The thing about postpartum hormones is that they're generally all over the map, ranging from elation to frustration to sadness to peace, and so on. This cyclical series of emotions is enough to make any one person go insane, especially when most of the feelings cannot be explained or described. And men for the most part--no matter how understanding they may try to be--are usually left aloof as to what to do.

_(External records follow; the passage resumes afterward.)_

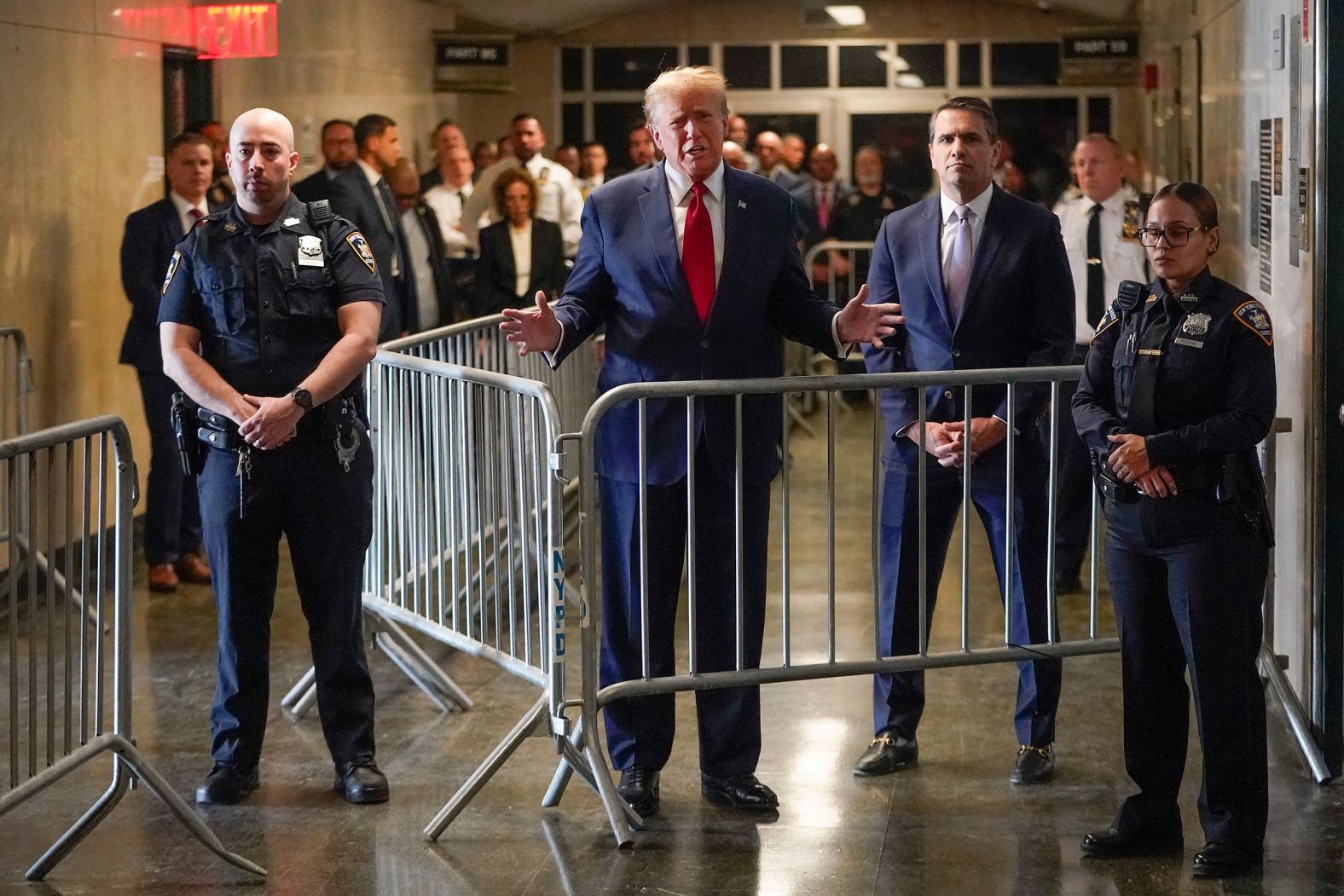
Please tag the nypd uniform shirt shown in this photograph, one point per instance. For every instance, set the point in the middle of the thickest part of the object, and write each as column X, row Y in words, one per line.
column 265, row 298
column 1121, row 254
column 1215, row 379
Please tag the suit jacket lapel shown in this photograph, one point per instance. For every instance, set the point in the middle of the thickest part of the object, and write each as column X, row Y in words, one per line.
column 656, row 211
column 991, row 238
column 930, row 249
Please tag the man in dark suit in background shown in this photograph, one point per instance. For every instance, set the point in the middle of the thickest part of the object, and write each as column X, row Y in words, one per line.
column 339, row 154
column 172, row 512
column 984, row 282
column 695, row 273
column 368, row 202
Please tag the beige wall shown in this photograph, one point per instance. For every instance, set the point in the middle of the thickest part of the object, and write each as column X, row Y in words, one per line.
column 82, row 128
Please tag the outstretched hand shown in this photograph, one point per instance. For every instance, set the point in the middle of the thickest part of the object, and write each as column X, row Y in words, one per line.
column 534, row 331
column 862, row 322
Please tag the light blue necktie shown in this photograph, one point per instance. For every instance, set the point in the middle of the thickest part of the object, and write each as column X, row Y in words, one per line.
column 960, row 263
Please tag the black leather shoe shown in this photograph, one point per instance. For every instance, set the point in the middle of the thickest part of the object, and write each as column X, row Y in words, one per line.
column 1034, row 765
column 361, row 782
column 639, row 789
column 1119, row 844
column 228, row 783
column 1220, row 860
column 887, row 754
column 739, row 791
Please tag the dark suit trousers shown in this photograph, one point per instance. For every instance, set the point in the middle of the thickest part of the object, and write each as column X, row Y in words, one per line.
column 900, row 697
column 640, row 730
column 1187, row 576
column 172, row 511
column 1073, row 503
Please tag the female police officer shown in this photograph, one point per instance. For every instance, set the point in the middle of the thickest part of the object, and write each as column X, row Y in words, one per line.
column 1178, row 390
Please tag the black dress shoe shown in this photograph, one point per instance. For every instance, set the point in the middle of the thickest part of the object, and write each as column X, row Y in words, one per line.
column 1034, row 765
column 887, row 754
column 739, row 791
column 228, row 783
column 1119, row 844
column 639, row 789
column 1220, row 860
column 361, row 782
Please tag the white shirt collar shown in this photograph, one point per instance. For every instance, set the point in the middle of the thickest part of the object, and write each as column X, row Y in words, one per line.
column 679, row 186
column 370, row 172
column 980, row 205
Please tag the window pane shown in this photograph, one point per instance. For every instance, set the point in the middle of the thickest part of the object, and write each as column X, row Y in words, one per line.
column 863, row 66
column 925, row 65
column 1023, row 63
column 968, row 65
column 748, row 67
column 571, row 69
column 804, row 66
column 571, row 123
column 629, row 67
column 611, row 126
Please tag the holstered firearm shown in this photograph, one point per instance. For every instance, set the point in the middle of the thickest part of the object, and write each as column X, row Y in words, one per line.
column 190, row 452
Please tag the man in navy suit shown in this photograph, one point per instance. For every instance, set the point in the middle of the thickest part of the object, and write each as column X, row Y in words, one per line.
column 694, row 270
column 172, row 513
column 984, row 282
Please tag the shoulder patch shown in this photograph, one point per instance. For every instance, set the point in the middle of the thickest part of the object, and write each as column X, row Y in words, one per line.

Generally my postpartum hormones err on the side of frustration and irritation no matter what I do. However, this morning my heart is heavy with tender feelings of gratitude for the family I was born into and the family I married into. Since my rib fracture, we have had a steady stream of visitors helping me get stronger and taking special care of the girls. Last week Cathy came to help us all get adjusted to being a 5-kid family. She gave me the gift of time as she let me spend many afternoons cuddling Timmy. I worry his life will pass so quickly that I relished my quiet afternoons with him.
She left this morning. She is our last planned visitor/helper. My heart jumped into my throat as I watched her drive away. I mean--I knew she had to go, but for some reason the reality of being alone with 5 kids hit me hard today. I have prayed hard for extra patience and love in preparation for this moment, and a small part of me actually believes I can do this, but my hormones are getting the better part of me, and they are making me feel inadequate, or as if I can't do it alone.
But I must. And I can. I have to believe in myself. I can do this today, tomorrow and forever.